Telangana government is reeling under a severe fund crunch after its revenue earnings took a drastic hit due to economic recession. The state has been exploring options to augments its earnings for the past six months. Two days ago, it brought into effect a steep hike in liquor prices to gather revenues through liquor sale.

Now, it has prepared the ground to increase the market value of lands across the state. It will be the first revision of market values of properties after the formation of Telangana in June 2014. The market values of lands were last revised in undivided AP in 2013.

The revision of market value of land will make property registrations costlier as property buyers will have to pay a higher stamp duty and registration fee. The registration fee and stamp duty are ascertained as per the market value of the land.

Official sources in the Stamps and Registration Department revealed that they had started the exercise to draft proposals. The latter is on the extent of the hike that should be done in the market values of land in rural and urban areas. They said that land values across the state had increased significantly since the last revision was made in August 2013.

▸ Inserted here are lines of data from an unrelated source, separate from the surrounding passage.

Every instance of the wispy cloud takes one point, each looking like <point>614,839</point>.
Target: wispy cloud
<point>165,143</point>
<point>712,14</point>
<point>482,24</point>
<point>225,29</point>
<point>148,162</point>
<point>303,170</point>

Officials are examining the rate at which the market rates of lands have increased in the past six years. Sources said the issue of revising the market value of properties came up for discussion in the cabinet meeting held at Pragathi Bhavan recently. Chief Minister K Chandrasekhar Rao had reportedly asked officials to ensure that the market rates are revised scientifically without hitting real estate sector.

Officials were also asked to hold consultations with realtors before drafting the hike proposals. The government is planning to constitute a three-member committee for each district comprising of Joint Collectors, Deputy Registrars and Sub Collectors. These committees will recommend the extent of hike in market rates that the government will consider and give its nod.

The hike could be in the range of 10 per cent to 100 per cent. It depends on the gap between the government-prescribed market rate of land and the actual market rate existing at present.

In areas surrounding Hyderabad, the hike could be 100 per cent while in urban areas in districts it would be around 50 per cent and in rural areas about 25 per cent. The government is also planning to announce an attractive stamp duty scheme to ensure that the real estate sector is safe from higher registration and stamp duties.

At present, property buyers have to pay 6 per cent registration charges on the market value of land, which include 4 per cent stamp duty, 1.5 per cent transfer duty and 0.5 per cent registration fee. The increase in land market value will automatically increase property registration charges.